Question

Running SortMeRNA for bulk RNAseq data

0

Entering edit mode

4.8 years ago

Farah ▴ 80

Hello,

I need to run the below commands in my university cluster to be able to do SortMeRNA for my fastq.gz files from RNA-seq experiment. I have 18 paired-end fastq.gz files naming like 30786524-PBG_NAM_18_R1.fastq.gz & 30786524-PBG_NAM_18_R2.fastq.gz

R1 shows forward read and R2 is reverse read.

All of my fastq.gz files have different names but they are common in R1.fastq.gz and R2.fastq.gz

I should save the below chunk of code in nano:

#!/bin/bash    
READ_FW="$1"
READ_RV="$2"

FILEBASE=$(basename "${READ_FW/_1.fq.gz/}")

echo "Uncompressing FASTQ data of $FILEBASE"
gunzip "$READ_FW" "$READ_RV"

READ_FW="${READ_FW%.gz}"
READ_RV="${READ_RV%.gz}"

echo "Merging pairs of $FILEBASE"
merge-paired-reads.sh "$READ_FW" "$READ_RV" "${FILEBASE}_interleaved.fq"

echo "Running SortMeRNA for $FILEBASE"
sortmerna --ref $SORTMERNA_DB --reads "${FILEBASE}_interleaved.fq" --aligned \
"${FILEBASE}-rRNA-hits" --other  "${FILEBASE}-sortmerna" --log -a 16 \
-v --paired_in --fastx

echo "Unmerging SortMeRNA filtered pairs for $FILEBASE"
unmerge-paired-reads.sh "${FILEBASE}-sortmerna.fq" \
"${FILEBASE}-sortmerna_1.fq" "${FILEBASE}-sortmerna_2.fq"

echo "Doing cleanup for $FILEBASE"
gzip "$READ_FW" "$READ_RV" "${FILEBASE}-sortmerna_1.fq" \
"${FILEBASE}-sortmerna_2.fq" "${FILEBASE}-rRNA-hits.fq"
rm "${FILEBASE}_interleaved.fq" "${FILEBASE}-sortmerna.fq"

Then, I should use a loop to execute this script:

mkdir ~/sortmerna
cd ~/sortmerna
find ../raw -name "*.fq.gz"  | sort | head -n 32 | while read READ_FW
do 
  read READ_RV
  bash ../runSortMeRNA.sh $READ_FW $READ_RV
done

As I am new in programming, may I know what is FILEBASE? Should I specify a name or a path for it?

Also, should I keep ${READ_FW/_1.fq.gz/}, READ_FW="$1" and READ_RV="$2" exactly like this or adapt them based on my data?

What about find ../raw -name "*.fq.gz" and bash ../runSortMeRNA.sh?

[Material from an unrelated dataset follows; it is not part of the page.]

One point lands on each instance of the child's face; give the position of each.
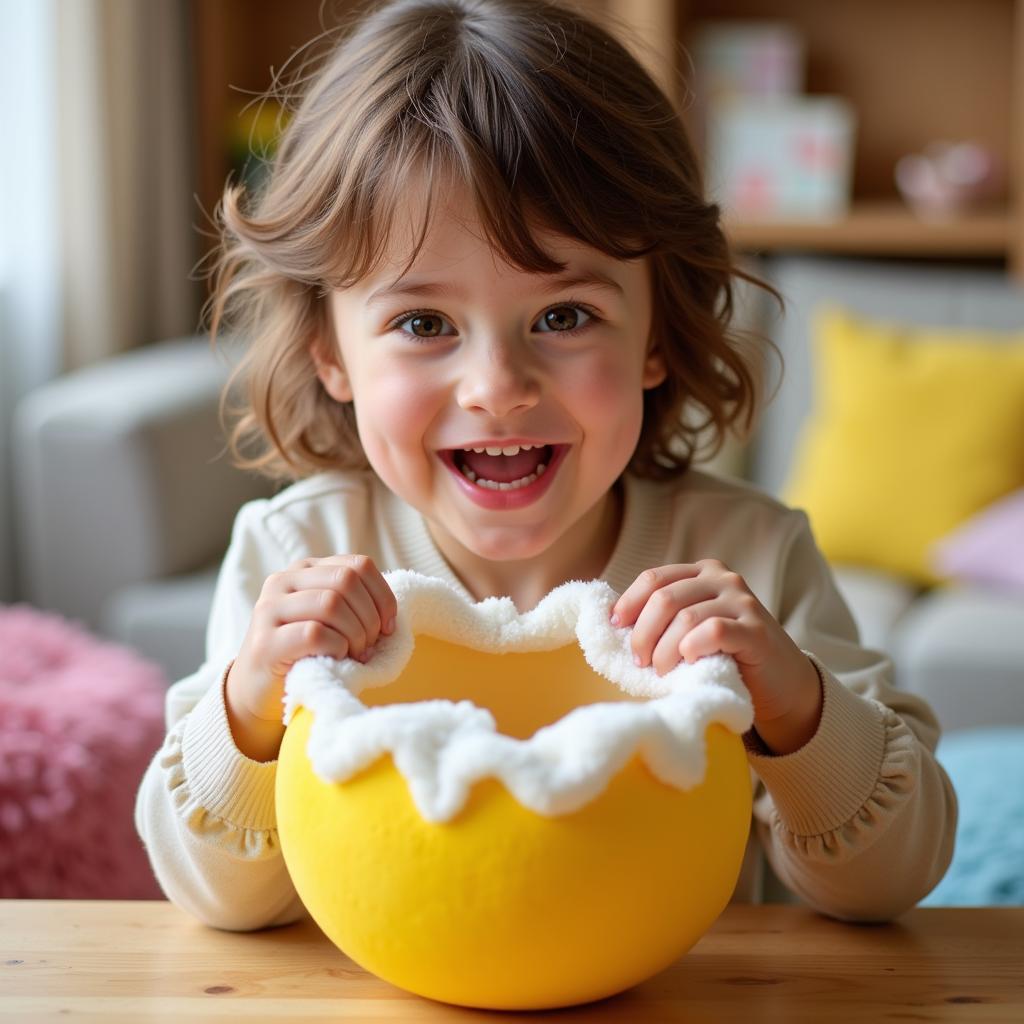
(487, 360)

Which parts of the codes I should adapt?

I would highly appreciate your help.

Best wishes,
Farah

sortmerna RNA-Seq • 2.8k views

ADD COMMENT • link updated 11 months ago by Ram 43k • written 4.8 years ago by Farah ▴ 80

0

Entering edit mode

Can you explain the role of --paired_in and --paired_out ? I am still confused about these two options after reading the usage. Thanks.

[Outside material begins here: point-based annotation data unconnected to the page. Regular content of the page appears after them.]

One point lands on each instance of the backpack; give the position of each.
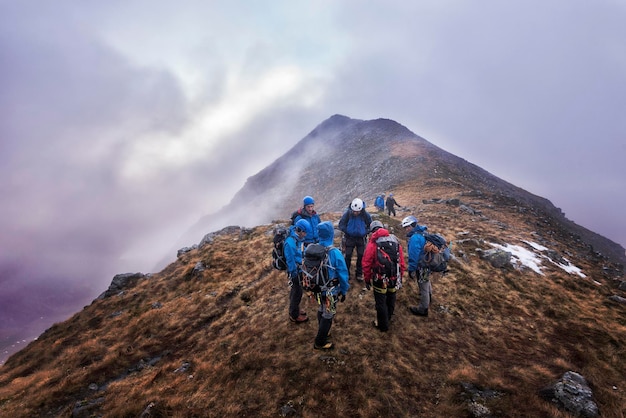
(435, 254)
(278, 252)
(294, 215)
(315, 268)
(387, 257)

ADD REPLY • link 4.2 years ago by Shicheng Guo ★ 9.4k

score 1 · Answer 1 · 2019-07-04

1

Entering edit mode

4.8 years ago

Carambakaracho ★ 3.2k

Also, should I keep "${READ_FW/_1.fq.gz/}" , READ_FW="$1" and READ_RV="$2" exactly like this or adapt them based on my data?

You may need to adapt the _1.fq.gz part, it matches only forward read files ending in _1.fq.gz but doesn't work for _R1.fq.gz or _1.fastq.gz

What about find ../raw -name "*.fq.gz" and bash ../runSortMeRNA.sh ? which parts of the codes I should adapt?

../raw needs to be adapted to the path wherever your gzipped fastq files are. Same for ../runSortMeRNA.sh

ADD COMMENT • link 4.8 years ago by Carambakaracho ★ 3.2k

0

Entering edit mode

OK. Many thanks for your help.

ADD REPLY • link 4.8 years ago by Farah ▴ 80

score 0 · Answer 2 · 2019-07-04

With FILEBASE=$(basename "${READ_FW/_1.fq.gz/}") you define the new variable called $FILEBASE as a character string using the file name of the respective READ_FW file, but without the ending "_1.fq.gz" and without the whole filepath which originally is in the filename too.

The endings file endings should be the same in the script.

The script you have is written, so that you don't have to adjust it every time.